Груша запомнила название почти правильно, сайт действительно пользовался большой популярностью среди французов всех мастей и областей, в том числе и наиболее притягательной для Груши области – парижской. Но тут же между мной, редактором Грушиного счастья, и самой Грушей возникли некоторые технические разногласия.
– Так, сейчас мы оформим твой профиль, – объяснила ей я, настроившись на час работы с многоуровневой анкетой «Комильфо».
– Зачем в профиль? – сказала она. – Я лучше в анфас.
– Ты лучше анфас, – согласилась я, – но это информационный профиль, Груша, понимаешь, это анкета, то есть просто вопрос-ответ.
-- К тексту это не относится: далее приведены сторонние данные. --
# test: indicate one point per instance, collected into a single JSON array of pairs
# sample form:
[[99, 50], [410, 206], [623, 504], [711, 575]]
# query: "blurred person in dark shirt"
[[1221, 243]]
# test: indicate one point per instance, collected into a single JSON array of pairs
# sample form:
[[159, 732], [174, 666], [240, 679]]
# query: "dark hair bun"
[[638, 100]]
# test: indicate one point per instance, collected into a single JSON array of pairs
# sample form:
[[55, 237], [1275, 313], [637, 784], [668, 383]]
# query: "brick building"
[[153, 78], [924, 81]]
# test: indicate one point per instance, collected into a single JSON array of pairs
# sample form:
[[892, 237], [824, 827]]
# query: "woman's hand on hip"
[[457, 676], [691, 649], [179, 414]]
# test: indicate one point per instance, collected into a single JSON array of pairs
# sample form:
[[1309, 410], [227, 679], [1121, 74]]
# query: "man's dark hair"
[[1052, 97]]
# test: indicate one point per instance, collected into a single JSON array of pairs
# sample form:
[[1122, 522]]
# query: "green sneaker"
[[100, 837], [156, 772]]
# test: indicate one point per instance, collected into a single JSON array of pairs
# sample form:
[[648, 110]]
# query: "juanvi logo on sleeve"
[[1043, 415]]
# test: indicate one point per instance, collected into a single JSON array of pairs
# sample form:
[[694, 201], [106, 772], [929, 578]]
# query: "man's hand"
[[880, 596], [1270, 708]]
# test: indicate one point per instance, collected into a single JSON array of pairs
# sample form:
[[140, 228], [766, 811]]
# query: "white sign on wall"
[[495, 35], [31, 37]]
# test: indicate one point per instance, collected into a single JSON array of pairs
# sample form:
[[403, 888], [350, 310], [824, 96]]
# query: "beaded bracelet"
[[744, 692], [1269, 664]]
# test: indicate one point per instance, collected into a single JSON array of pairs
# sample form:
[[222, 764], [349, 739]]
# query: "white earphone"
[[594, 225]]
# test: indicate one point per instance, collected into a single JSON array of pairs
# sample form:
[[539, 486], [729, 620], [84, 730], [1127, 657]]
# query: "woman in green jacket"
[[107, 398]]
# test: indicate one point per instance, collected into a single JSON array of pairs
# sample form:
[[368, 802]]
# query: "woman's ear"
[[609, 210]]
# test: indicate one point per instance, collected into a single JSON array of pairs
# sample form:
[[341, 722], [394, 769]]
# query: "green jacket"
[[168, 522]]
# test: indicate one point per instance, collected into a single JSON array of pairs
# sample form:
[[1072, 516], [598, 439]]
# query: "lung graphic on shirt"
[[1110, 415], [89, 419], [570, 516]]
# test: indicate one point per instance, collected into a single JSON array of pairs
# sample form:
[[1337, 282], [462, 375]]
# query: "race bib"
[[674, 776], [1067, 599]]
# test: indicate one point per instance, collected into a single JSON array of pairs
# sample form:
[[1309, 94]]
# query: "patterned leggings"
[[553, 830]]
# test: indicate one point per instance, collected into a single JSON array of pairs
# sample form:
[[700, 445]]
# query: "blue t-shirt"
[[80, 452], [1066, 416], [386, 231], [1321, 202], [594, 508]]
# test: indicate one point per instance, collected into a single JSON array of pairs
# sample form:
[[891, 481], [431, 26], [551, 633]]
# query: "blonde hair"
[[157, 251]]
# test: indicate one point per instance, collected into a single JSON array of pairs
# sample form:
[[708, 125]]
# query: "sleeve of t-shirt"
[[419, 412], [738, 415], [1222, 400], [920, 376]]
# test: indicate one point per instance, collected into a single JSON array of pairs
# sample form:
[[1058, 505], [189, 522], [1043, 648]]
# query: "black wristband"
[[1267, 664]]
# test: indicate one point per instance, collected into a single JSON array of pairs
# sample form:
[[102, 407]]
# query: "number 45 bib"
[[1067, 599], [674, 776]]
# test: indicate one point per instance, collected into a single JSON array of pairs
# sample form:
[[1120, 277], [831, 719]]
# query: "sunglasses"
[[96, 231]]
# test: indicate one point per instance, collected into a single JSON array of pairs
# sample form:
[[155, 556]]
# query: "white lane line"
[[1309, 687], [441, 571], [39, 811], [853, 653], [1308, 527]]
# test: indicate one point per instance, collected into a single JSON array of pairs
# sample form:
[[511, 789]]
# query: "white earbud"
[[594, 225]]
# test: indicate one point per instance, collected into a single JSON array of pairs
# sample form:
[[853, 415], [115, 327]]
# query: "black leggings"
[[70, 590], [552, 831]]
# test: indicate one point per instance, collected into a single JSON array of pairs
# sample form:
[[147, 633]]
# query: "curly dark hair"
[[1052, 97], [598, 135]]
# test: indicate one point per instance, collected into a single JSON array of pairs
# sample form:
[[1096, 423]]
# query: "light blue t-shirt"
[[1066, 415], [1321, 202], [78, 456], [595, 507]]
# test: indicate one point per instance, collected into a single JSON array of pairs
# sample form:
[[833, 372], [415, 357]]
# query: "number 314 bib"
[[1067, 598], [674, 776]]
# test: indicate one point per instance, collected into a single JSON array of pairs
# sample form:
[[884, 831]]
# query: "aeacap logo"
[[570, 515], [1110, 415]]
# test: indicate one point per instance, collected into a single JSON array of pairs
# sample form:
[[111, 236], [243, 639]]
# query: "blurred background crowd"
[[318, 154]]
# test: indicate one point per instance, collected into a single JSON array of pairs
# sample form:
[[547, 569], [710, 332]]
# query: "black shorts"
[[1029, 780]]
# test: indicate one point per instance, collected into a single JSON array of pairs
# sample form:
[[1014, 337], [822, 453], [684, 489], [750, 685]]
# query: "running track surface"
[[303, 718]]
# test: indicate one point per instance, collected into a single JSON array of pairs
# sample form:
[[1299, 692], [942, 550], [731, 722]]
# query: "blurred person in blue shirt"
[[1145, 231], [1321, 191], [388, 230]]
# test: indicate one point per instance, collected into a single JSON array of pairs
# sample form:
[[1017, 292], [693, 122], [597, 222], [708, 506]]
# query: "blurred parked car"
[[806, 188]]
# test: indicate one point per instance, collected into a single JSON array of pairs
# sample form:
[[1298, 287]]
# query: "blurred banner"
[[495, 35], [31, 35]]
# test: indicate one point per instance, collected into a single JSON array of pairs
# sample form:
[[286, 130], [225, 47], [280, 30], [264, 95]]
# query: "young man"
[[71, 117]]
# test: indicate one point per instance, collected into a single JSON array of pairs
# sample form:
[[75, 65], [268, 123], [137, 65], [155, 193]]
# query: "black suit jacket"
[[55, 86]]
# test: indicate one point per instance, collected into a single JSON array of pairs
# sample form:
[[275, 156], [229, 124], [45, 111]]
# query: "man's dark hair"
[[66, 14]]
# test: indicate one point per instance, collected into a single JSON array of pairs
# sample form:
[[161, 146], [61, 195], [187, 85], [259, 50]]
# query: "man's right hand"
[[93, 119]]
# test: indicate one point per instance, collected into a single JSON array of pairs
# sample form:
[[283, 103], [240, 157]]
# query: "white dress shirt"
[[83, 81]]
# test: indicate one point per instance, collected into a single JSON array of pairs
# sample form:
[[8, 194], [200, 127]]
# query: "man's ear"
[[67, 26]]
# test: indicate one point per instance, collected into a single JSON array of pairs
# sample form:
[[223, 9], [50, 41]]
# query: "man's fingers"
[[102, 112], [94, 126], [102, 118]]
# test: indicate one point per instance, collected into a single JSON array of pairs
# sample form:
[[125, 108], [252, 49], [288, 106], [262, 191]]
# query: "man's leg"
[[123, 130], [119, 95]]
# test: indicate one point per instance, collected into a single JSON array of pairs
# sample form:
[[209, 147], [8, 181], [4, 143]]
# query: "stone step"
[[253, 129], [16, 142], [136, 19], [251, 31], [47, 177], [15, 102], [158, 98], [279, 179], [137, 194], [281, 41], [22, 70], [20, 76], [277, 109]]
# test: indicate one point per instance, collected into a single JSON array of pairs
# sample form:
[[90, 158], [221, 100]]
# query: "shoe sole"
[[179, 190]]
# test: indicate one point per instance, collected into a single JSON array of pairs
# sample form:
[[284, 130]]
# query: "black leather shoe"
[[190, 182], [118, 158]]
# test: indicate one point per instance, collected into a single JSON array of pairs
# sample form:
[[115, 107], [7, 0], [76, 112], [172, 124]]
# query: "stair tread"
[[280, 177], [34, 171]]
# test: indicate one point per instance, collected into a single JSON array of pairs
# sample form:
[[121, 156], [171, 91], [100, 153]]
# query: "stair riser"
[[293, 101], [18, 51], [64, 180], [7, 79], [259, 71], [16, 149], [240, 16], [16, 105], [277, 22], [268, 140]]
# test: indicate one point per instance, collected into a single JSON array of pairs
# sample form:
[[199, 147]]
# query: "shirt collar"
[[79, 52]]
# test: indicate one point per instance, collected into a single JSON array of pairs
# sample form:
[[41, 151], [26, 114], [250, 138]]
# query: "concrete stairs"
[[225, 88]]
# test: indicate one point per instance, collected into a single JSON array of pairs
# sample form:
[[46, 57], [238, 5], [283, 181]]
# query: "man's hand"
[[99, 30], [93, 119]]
– Ладно, – вздохнула Груша. – Вопрос-ответ, это мне подойдет. Я вообще-то боюсь вывешивать фотографии в Интернете.
– Почему?! – изумилась я.
– Ну ты даешь! – отпрянула Груша от компьютера, чтобы как следует, то есть презрительно, окинуть меня взглядом. – А еще живешь в эпоху 3 Дэ!.. Газеты надо читать! Каждый раз, когда отправляешь фото в Глобальную мировую сеть, – понизила голос она, – есть опасность, что человек возьмет твое фото, и…
– Какой человек?
– Не перебивай, – строго сказала Груша, – …и голову твою, голову скопирует и приставит знаешь к каким фотографиям? Жесткое порно! Вот. И потом пустит по миру. Так, что все увидят тебя в чем мать родила и неизвестно с кем. И будет еще, упаси бог, шантажировать…
– В смысле?
– Ну, говорить, что мужу покажет.
– Так ты же разведенная.
– Эх, я пытаюсь ее научить жизни, а она не понимает. Ты-то замужем пока еще, мать моя.
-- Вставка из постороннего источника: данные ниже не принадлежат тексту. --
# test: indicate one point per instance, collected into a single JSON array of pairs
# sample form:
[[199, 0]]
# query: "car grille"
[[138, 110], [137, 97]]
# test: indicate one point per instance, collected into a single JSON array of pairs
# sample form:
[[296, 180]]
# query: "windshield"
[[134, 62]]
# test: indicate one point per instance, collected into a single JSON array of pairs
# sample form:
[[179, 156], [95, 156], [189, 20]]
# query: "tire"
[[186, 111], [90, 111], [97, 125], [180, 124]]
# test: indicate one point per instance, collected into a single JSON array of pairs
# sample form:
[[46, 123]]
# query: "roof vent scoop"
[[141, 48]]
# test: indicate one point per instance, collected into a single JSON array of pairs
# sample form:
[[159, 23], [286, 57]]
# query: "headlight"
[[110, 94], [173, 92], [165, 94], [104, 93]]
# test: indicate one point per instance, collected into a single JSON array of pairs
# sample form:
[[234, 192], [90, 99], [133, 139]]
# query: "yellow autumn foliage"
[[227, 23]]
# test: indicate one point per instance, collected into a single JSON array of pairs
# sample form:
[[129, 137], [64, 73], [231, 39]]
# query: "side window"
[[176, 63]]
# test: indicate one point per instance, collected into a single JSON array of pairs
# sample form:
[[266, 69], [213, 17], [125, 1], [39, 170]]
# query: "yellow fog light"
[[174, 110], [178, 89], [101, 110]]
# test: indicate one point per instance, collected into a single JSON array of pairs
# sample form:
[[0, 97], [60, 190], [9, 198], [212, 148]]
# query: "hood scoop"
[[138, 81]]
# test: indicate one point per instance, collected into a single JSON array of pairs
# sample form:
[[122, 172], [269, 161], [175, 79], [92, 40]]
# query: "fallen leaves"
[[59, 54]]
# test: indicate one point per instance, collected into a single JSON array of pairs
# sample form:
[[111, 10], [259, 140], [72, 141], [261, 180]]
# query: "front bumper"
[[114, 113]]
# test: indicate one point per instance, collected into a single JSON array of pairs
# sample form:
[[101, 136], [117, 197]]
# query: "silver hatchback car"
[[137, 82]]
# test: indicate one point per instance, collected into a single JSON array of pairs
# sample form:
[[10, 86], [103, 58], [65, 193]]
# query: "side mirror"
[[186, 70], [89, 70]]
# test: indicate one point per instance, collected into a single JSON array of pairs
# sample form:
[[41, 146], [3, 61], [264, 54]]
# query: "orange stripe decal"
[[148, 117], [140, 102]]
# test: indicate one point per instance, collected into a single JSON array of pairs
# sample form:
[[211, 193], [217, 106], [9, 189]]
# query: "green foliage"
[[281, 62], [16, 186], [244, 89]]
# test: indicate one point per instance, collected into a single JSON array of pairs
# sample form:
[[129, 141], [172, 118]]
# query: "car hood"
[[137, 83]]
– Ну, ладно, ладно. Не бойся. Давай сюда свой портрет, будем сканировать.
– Ни за что!
– Груша, шансы увлечь богатого и скромного человека твоей мечты неимоверно – пишет твой сайт – увеличиваются, если ты прикрепляешь фотографию к своей анкете, – невозмутимо процитировала я обращение модератора.
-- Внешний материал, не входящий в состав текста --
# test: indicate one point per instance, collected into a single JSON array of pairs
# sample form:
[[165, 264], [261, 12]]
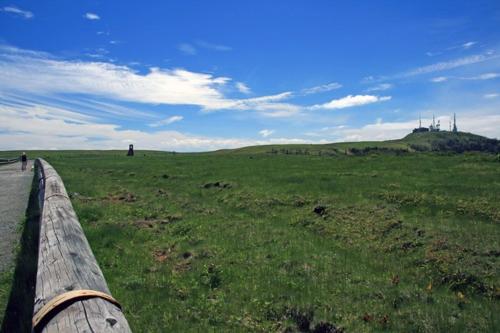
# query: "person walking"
[[24, 161]]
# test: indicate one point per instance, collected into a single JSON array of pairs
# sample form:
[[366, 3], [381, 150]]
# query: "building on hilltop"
[[435, 127], [420, 129], [455, 130]]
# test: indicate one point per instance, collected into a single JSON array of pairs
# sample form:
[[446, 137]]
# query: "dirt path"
[[15, 187]]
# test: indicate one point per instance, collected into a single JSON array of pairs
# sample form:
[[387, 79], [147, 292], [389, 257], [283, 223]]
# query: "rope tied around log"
[[56, 304]]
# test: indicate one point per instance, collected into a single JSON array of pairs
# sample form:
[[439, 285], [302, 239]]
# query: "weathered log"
[[66, 263], [9, 160]]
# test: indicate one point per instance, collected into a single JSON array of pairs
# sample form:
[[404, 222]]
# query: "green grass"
[[407, 243]]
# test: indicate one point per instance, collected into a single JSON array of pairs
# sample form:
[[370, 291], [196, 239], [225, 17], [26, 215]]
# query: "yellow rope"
[[59, 300]]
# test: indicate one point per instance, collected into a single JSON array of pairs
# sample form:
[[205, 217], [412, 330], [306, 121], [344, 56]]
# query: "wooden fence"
[[71, 292], [9, 160]]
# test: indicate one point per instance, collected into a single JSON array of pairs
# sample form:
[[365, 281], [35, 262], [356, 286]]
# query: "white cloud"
[[40, 128], [432, 54], [167, 121], [380, 87], [215, 47], [485, 76], [243, 88], [445, 65], [14, 10], [351, 101], [29, 72], [468, 45], [265, 133], [321, 88], [437, 67], [91, 16], [439, 79], [187, 49], [487, 125]]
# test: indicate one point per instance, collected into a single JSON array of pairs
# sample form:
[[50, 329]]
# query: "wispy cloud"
[[167, 121], [439, 79], [55, 77], [16, 11], [436, 67], [485, 76], [351, 101], [321, 88], [243, 88], [32, 127], [446, 65], [91, 16], [187, 49], [265, 133], [380, 87], [468, 45], [488, 125], [212, 46]]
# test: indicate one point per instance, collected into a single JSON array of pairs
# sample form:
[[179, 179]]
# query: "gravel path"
[[15, 187]]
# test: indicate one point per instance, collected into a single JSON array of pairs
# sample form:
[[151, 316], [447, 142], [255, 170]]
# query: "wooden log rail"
[[9, 160], [71, 292]]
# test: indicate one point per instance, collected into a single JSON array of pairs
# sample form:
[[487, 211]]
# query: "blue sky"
[[204, 75]]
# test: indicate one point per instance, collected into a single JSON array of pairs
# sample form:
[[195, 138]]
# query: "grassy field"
[[250, 240]]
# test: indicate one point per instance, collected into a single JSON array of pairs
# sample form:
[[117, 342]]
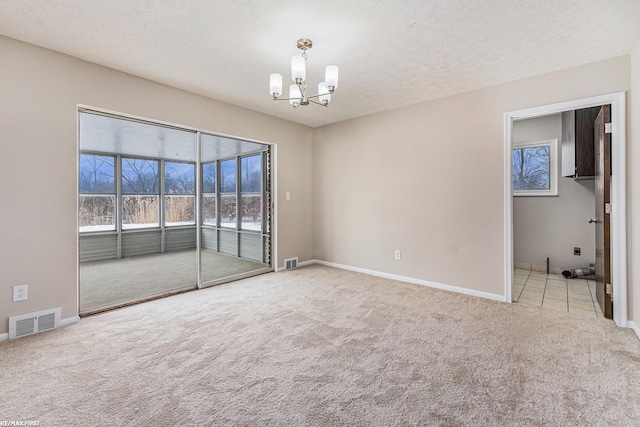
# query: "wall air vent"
[[32, 323], [290, 263]]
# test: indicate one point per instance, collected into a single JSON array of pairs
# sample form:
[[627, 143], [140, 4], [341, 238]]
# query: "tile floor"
[[555, 292]]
– Нет уж, чего это – он будет меня видеть, а я его нет! – перевела она критику на другие рельсы.
– Почему нет? – терпеливо возразила я. – Еще как увидишь. Вот смотри, вот у нас тут разные Сélibataires et Cadres Sup!
– Это что за Кадры Суп? – презрительно спросила она.
– Это значит супер, Груша. Смотри, все равны, как на подбор, и написано: «Войдите в мир женихов высшей пробы!»
– Чё – то одни очкарики, – скептически отозвалась Груша, но с любопытством следила за тем, как разворачивается веер фотографий на экране.
– Аграфена, ты хочешь войти в мир женихов, – грозно спросила я, – высшей пробы?
– Ладно, – подумав, вздохнула Груша, – так и быть, открой мой ящик на Яндексе… Есть там у меня пара фоточек… Вон, видишь, вот эта, где я в красном платье с кружевами, и рядом башня Эйфелева… Бери наклеивай. Пусть падают!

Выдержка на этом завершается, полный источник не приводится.